England reached the World Cup final this summer as No 1 seeds, only to lose 3-0 to Holland.
Still, England’s team of Phil Taylor and Adrian Lewis did better on the oche in Hamburg than their footballing counterparts did on the pitch in Brazil.
Watching darts on TV has never been quite the same without the commentary of Sid Waddell, who died in 2012. He ghost-wrote Taylor’s 2004 autobiography, and it’s a shame the Geordie wordsmith wasn’t around to add a bit more zing to this chronicle of a turbulent 12 months in the life of the best darts player who has ever lived.

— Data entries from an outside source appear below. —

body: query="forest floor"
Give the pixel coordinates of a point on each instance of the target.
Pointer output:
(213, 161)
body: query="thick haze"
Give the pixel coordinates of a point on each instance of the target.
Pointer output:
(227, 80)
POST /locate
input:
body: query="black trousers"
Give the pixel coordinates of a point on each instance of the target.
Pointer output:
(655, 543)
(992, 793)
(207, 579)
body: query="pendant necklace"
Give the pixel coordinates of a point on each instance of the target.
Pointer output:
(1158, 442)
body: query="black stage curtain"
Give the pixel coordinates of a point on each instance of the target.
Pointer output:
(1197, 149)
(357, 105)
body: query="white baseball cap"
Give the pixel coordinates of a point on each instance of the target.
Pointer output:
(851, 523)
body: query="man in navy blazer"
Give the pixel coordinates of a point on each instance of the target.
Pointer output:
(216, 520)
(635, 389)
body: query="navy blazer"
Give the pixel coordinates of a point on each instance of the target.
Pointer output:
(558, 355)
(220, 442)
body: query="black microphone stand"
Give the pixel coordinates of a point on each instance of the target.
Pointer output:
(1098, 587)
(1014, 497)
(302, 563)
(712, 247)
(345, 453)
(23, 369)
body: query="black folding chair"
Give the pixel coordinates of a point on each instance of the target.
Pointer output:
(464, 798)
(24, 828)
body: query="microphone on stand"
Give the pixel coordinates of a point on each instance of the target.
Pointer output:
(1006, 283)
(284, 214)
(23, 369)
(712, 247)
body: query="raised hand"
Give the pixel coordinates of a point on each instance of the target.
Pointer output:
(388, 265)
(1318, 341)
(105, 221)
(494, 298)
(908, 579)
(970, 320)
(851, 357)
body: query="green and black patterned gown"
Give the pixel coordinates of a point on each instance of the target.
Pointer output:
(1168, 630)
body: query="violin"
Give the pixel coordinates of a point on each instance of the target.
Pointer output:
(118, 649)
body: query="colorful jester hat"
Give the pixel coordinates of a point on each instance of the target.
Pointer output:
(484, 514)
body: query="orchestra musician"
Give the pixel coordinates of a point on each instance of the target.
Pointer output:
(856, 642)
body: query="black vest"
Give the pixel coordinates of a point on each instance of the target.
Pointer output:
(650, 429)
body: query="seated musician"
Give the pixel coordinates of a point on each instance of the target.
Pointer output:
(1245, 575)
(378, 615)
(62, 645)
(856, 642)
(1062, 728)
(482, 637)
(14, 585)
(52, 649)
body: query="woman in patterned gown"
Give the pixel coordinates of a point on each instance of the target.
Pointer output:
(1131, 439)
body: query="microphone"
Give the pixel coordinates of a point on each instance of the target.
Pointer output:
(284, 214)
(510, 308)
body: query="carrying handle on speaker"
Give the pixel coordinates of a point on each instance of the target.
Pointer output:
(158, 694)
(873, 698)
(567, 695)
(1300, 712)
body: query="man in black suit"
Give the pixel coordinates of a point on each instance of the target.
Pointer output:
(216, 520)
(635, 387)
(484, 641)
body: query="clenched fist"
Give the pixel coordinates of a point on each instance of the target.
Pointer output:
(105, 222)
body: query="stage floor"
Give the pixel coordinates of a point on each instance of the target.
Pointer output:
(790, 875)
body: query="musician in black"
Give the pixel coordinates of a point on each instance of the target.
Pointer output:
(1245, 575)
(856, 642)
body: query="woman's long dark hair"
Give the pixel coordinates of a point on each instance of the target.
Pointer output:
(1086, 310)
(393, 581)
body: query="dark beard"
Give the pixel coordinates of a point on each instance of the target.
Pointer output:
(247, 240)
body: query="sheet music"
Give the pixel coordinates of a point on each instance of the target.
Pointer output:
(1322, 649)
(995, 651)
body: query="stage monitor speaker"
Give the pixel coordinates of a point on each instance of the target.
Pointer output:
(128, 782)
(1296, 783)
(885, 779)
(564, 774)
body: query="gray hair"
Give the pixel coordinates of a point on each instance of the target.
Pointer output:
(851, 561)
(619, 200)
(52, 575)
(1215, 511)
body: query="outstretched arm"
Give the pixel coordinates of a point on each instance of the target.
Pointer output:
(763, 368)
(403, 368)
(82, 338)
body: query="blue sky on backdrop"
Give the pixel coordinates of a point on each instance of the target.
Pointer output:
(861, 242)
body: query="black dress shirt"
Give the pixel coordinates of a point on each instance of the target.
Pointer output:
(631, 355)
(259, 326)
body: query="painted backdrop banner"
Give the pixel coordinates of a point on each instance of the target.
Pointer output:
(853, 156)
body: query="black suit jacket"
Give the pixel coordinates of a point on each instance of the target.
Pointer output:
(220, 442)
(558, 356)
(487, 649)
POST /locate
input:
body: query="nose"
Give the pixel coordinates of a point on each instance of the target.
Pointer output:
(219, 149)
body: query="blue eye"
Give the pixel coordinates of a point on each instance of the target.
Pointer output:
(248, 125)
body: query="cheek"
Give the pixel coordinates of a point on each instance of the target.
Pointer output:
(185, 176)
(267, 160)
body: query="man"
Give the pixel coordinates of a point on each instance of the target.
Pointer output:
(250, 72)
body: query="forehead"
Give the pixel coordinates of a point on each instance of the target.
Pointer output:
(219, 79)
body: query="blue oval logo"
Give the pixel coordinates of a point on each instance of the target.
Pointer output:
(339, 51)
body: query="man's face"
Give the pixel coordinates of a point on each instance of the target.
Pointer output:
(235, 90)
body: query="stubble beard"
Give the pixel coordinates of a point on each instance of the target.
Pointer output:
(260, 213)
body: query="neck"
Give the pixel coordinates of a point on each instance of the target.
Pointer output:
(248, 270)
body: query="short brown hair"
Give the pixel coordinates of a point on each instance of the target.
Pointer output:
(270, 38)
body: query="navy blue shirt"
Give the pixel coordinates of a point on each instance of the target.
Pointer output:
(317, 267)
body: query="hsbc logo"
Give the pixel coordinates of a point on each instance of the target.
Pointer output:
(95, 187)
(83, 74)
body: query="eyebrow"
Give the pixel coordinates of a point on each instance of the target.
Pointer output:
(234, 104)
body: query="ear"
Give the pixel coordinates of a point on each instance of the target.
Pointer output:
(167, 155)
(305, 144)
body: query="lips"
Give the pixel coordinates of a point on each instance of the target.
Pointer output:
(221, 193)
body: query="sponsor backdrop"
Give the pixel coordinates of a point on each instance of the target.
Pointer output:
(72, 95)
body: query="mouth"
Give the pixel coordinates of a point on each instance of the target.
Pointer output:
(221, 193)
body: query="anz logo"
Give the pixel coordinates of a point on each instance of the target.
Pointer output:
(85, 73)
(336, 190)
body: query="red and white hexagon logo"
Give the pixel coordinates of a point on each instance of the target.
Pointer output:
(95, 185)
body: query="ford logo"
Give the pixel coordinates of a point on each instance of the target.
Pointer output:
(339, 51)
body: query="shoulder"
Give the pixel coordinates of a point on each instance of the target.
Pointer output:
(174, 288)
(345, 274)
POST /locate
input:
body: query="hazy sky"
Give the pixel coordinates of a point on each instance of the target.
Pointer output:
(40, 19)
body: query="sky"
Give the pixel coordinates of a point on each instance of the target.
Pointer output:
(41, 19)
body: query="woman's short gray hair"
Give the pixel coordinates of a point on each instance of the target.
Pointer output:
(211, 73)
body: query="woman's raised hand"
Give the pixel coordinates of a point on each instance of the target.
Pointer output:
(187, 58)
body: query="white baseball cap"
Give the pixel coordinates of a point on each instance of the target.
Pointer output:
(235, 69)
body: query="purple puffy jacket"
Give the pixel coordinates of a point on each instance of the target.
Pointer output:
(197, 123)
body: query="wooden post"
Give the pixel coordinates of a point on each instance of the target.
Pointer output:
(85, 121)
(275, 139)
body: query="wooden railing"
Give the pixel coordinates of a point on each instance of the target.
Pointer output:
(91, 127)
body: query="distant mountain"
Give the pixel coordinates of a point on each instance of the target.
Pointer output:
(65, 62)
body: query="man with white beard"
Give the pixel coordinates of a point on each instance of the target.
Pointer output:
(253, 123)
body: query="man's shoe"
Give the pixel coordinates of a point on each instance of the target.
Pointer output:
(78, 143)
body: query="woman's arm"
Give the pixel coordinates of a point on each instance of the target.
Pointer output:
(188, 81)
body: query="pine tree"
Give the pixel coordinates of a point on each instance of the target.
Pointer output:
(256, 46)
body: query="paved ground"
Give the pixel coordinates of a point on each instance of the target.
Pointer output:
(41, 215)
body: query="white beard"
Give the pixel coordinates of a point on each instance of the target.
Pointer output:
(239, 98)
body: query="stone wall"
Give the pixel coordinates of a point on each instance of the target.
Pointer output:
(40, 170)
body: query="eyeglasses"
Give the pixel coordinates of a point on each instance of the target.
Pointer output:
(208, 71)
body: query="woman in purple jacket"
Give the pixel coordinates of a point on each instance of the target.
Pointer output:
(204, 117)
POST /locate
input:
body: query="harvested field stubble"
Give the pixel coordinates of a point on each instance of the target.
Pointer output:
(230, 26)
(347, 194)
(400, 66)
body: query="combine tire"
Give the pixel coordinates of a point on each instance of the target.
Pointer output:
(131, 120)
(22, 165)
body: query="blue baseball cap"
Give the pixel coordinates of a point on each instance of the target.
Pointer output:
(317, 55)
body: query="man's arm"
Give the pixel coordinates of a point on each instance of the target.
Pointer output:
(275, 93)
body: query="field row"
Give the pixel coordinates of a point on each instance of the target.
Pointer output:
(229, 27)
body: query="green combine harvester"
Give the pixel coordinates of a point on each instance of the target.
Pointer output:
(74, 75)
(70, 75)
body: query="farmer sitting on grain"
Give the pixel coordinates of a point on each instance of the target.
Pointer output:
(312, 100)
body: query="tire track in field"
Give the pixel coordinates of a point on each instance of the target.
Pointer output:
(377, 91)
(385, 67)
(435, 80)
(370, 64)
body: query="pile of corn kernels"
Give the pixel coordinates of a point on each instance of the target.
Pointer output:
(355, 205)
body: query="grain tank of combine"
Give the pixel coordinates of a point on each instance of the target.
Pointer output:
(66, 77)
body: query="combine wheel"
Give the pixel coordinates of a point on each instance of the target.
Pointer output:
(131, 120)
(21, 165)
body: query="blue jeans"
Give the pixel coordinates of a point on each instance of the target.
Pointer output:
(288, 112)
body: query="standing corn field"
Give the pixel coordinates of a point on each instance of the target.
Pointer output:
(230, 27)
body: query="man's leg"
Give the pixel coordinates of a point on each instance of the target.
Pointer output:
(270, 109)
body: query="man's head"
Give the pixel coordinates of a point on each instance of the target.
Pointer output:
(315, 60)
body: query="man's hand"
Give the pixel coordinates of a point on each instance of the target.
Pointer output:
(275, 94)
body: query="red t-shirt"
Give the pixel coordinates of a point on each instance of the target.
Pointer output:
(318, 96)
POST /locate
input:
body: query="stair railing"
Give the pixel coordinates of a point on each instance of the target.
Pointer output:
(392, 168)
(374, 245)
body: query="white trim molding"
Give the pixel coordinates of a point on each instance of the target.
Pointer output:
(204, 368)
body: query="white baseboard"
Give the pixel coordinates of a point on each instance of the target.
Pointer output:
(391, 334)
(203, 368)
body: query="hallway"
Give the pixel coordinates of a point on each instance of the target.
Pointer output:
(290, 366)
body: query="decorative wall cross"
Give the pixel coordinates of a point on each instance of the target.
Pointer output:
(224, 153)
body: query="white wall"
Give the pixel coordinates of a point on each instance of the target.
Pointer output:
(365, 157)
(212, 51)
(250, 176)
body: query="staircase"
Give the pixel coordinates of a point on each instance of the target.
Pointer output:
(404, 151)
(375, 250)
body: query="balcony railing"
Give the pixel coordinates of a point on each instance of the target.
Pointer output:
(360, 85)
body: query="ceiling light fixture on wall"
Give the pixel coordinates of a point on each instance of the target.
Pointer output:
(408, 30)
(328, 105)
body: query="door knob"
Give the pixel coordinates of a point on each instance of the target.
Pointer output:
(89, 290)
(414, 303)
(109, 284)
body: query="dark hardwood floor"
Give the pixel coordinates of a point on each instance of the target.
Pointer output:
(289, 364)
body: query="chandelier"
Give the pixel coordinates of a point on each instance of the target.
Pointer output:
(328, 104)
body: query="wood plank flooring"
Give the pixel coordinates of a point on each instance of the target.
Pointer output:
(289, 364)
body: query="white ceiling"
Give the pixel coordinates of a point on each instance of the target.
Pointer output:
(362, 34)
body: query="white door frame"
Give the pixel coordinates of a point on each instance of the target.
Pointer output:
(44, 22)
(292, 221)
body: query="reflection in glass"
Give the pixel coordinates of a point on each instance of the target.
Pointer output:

Taylor describes how his marriage break-up and a change of arrows contributed to a severe loss of form before he pulled himself together. Yet throughout his narrative he can’t decide whether to portray himself as just an ordinary bloke who got lucky or an international superstar.
At one point he says: “My waxwork stands in Madame Tussauds [in Blackpool] beside Hollywood celebrities, pop stars and heads of state… Little old me, a former ceramics worker from the Potteries, mingling with all those famous people,” and claims: “I lead a dull life.”
Yet later he glories in driving round Beverly Hills with his Burslem mate Robbie Williams, and says when he walks on stage he feels like a rock star. Still, he protests: “I don’t consider myself famous.” Oh yes you do, Phil.
His accounts of epic matches are sure to please his many fans, but for the general reader he misses the literary bulls-eye.